Mary Christmas. Emotion makes holiday advertising divine
‘Tis the season for holiday advertising. Most of the advertising is retail. Most of it is fairly predictable. How many biggest sales of the season can there be?
A friend sent a link to this ad created by St Matthews-in-the-City Church in New Zealand. Its honest portrayal of real emotions was refreshing after seeing too many contrived jewelry store commercials. (Who has money for a diamond necklace the day of signing on a new house? People who shop at Tiffany? Maybe. But Kay? Come on.)
One of the things that makes this ad remarkable is it takes something familiar and makes you see it in a slightly different, deeper way – a hallmark of great advertising.
No one really knows a lot about Mary. Many of us have heard her story what feels like a million times. But in all the telling and retelling, it still doesn’t feel like we have any sense of what she was like as a person. What we do know makes her seem different and distant. She lived over 2,000 years ago in a country many of us have never even visited. Where’s the common ground?
This ad succeeds because it overcomes differences and finds a common link that connects women throughout the world and history.

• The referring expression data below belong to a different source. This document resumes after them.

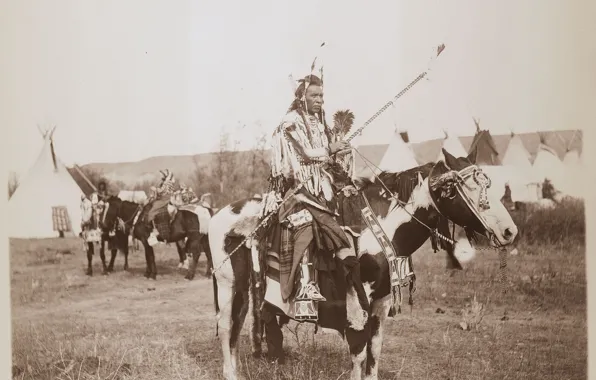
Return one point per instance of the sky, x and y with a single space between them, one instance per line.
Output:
128 80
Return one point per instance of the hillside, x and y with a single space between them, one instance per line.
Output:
184 167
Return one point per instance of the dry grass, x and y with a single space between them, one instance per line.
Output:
69 326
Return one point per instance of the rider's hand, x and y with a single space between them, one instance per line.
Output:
338 146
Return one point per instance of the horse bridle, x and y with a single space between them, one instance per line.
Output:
454 182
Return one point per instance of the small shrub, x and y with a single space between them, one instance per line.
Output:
563 224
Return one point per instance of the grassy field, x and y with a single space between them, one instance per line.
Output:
66 325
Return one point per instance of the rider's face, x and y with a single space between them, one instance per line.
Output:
314 98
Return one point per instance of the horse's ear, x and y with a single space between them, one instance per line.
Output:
359 182
472 156
450 161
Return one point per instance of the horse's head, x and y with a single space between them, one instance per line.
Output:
111 212
459 189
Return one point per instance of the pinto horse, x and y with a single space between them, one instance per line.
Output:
125 217
452 189
92 221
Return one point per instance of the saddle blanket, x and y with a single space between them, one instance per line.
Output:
200 211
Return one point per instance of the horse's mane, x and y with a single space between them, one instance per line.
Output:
403 183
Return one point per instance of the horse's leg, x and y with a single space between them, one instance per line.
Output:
193 247
181 252
256 297
114 251
357 338
357 309
102 255
146 248
231 287
224 293
273 334
207 250
152 266
90 249
240 305
125 253
380 309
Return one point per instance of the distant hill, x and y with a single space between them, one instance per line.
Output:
131 173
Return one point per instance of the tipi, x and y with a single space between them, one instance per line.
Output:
547 165
47 202
453 145
484 147
524 185
399 155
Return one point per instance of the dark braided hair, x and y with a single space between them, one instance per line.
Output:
299 106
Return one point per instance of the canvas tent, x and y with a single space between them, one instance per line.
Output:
524 184
399 155
484 148
453 145
547 165
47 202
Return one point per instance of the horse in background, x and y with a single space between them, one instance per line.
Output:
92 233
452 189
184 228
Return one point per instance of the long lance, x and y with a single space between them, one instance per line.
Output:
357 132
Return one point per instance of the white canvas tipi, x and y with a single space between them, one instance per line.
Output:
47 202
547 165
524 184
399 155
453 145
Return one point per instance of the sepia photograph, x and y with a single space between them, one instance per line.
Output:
297 190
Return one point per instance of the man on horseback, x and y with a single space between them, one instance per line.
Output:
303 146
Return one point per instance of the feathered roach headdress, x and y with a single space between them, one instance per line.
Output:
299 101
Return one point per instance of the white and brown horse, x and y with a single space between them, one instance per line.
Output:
453 189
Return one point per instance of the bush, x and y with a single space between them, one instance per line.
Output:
563 224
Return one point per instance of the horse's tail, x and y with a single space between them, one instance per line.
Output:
215 302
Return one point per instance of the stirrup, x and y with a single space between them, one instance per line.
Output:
310 291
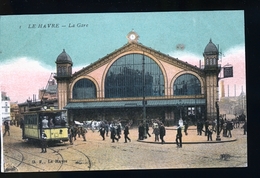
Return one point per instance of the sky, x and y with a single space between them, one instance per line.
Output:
30 44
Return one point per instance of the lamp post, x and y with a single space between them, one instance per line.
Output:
144 102
218 137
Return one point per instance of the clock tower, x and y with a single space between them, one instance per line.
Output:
211 69
132 37
63 75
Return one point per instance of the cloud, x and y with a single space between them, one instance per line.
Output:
234 56
23 77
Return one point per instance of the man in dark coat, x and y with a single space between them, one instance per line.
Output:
162 133
22 126
209 132
102 132
179 137
43 142
141 132
147 129
7 128
113 134
185 123
126 133
245 127
229 128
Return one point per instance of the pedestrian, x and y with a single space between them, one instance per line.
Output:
140 132
43 142
245 127
45 122
7 127
107 129
185 123
162 133
221 124
199 127
210 131
147 129
179 137
22 127
156 132
224 129
113 134
102 132
126 133
229 128
206 127
70 134
118 130
83 132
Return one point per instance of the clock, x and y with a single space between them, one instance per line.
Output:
132 36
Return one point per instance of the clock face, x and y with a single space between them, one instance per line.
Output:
132 36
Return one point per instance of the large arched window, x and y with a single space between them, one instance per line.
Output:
187 84
125 77
83 89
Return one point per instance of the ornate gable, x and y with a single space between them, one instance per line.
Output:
137 47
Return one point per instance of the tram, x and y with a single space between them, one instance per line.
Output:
52 122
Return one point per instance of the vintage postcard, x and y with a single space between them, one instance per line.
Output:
123 91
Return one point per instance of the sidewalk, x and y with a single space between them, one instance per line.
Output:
191 138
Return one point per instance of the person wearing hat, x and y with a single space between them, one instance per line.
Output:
44 142
162 132
179 137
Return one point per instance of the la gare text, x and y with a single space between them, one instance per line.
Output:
56 25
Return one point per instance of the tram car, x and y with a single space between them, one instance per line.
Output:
52 122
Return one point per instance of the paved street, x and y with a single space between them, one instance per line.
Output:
96 154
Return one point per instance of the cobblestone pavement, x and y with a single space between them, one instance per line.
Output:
96 154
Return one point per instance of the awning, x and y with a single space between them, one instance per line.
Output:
134 104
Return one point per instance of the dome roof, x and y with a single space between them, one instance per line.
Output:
63 58
211 48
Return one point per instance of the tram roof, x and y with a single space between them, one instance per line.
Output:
133 104
46 111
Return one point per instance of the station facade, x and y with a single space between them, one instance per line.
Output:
135 80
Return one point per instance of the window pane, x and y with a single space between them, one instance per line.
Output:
84 88
186 84
125 77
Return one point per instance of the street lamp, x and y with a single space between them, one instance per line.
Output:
218 137
144 101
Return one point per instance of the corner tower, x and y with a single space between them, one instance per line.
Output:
211 69
63 76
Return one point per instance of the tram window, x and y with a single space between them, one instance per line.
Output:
57 121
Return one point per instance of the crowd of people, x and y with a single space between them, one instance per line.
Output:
158 130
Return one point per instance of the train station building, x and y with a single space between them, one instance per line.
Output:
135 80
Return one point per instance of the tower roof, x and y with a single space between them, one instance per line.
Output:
63 58
211 48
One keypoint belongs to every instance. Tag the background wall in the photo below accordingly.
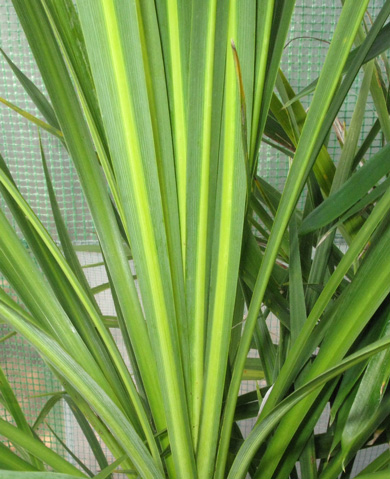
(311, 30)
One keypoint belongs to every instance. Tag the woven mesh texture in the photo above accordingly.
(312, 27)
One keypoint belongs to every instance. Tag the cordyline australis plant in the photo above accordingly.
(162, 106)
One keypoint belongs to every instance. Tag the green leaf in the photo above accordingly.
(37, 448)
(33, 119)
(352, 191)
(34, 93)
(95, 396)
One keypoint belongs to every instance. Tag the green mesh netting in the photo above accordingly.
(312, 27)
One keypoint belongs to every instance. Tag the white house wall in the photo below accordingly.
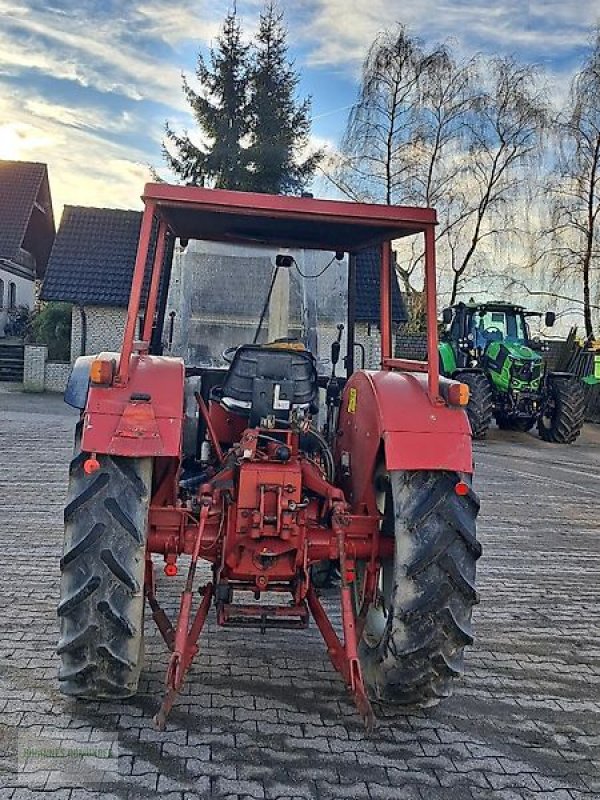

Any woman who sees this ad, especially those who have experienced a Clearblue Easy moment, can imagine what she’s thinking and empathize with her. I’m going to be someone’s mom? It’s freaky. It’s overwhelming. It totally rocks your world. And we see all that in her expression.
The use of the pregnancy test in this ad doesn’t so much make her seem modern as it makes her emotions feel timeless and universal. The years, cultural differences, distance and unknowns melt away, and we are in that moment with her.
The outdoor board has no copy. It doesn’t need it. It’s just a simple visual solution that, in mere moments, makes an emotional connection with the viewer. And that’s what great ads do. They uncover a universal
human truth. They find common ground. They make us feel something real and true.